As explained above, in determining whether a duty exists, the dominant
consideration is foreseeability. See Elephant Ins. Co., 644 S.W.3d at 149. As our
supreme court has explained, “[b]efore imposing a duty of care . . . the risk of harm
must be foreseeable.” See Tex. Home Mgmt., Inc. v. Peavy, 89 S.W.3d 30, 36 (Tex.
2002). Because the evidence here demonstrates that Ricci had no knowledge of
Torres’s presence at the fire station, let alone his specific presence on the scissor lift
directly behind the closed bay door, Ricci could not have reasonably anticipated a
danger of injury to anyone when he used the remote control in his emergency vehicle
to open the door.
Accordingly, based on this record, we conclude that the risk of harm to Torres
was not foreseeable and that Ricci owed no duty to him. See id. (“[T]here is neither
12 a legal nor moral obligation to guard against that which cannot be foreseen.”
(quotation omitted)). Because the evidence establishes that Ricci owed no duty to
Torres—a required element of negligence—the City retained its governmental
immunity from suit.
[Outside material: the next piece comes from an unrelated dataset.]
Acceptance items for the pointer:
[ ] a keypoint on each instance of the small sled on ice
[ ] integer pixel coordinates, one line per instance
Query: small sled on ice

See Sw. Bell Tel. Co., 2017 WL 3262131, at *3; Prairie View,
180 S.W.3d at 704.10
10 We note that the City characterizes the true nature of Torres’s claim as the non-use of information, for which there is no waiver of immunity. According to the City, although Torres presented some evidence that personnel at the fire station were aware of his presence, the failure to communicate his presence to Ricci so that he would not open the bay door when returning from his run amounts to non-use of information. Torres disagrees and argues that this is a mischaracterization of his claim and the evidence presented at trial—i.e., that Ricci was “negligent in the operation and use of motor-driven equipment by activating the remote controlled, motor driven equipment that opened the bay door, knocked over the scissor lift, and caused [] Torres’s injuries.” Regardless, to the extent that the trial court’s finding of negligence was based on the failure of City employees to communicate Torres’s presence to Ricci, we agree with the City that any failure to communicate does not amount to the “operation or use” of motor-driven equipment as required by the statute. See, e.g., City of Colony v. Rygh, No. 02-17-00080-CV, 2017 WL 6377435, at *5 (Tex. App.—Fort Worth Dec. 14, 2017, no pet.) (mem. op.) (concluding that city’s alleged negligent failure to notify plaintiffs that their residence could flood with sewage, either before or after city employees used a “Vac” truck to clear blockage in sewer main “had nothing to do with operating or using the Vac truck; it merely implicated human communications (or lack thereof)”); Tex. Dep’t of Transp. v. City of Floresville Elec. Power & Light Sys., 53 S.W.3d 447, 455 (Tex. App.— San Antonio 2001, no pet.) (“[T]he basis of [Appellees’] claim is TxDOT’s failure to notify [Appellees], which does not involve . . . the operation or use of a motor- driven vehicle.”). 13 Conclusion
Accordingly, for all of the foregoing reasons, we hold that the evidence
establishes that the City owed no duty to Torres, a required element of negligence.
Absent proof of the common-law elements of negligence, the City was entitled to
governmental immunity under the TTCA. We therefore reverse the trial court’s
judgment and render judgment dismissing Torres’s claims against the City for lack
of subject-matter jurisdiction.
Terry Adams Chief Justice
Panel consists of Chief Justice Adams and Justices Morgan and Dokupil.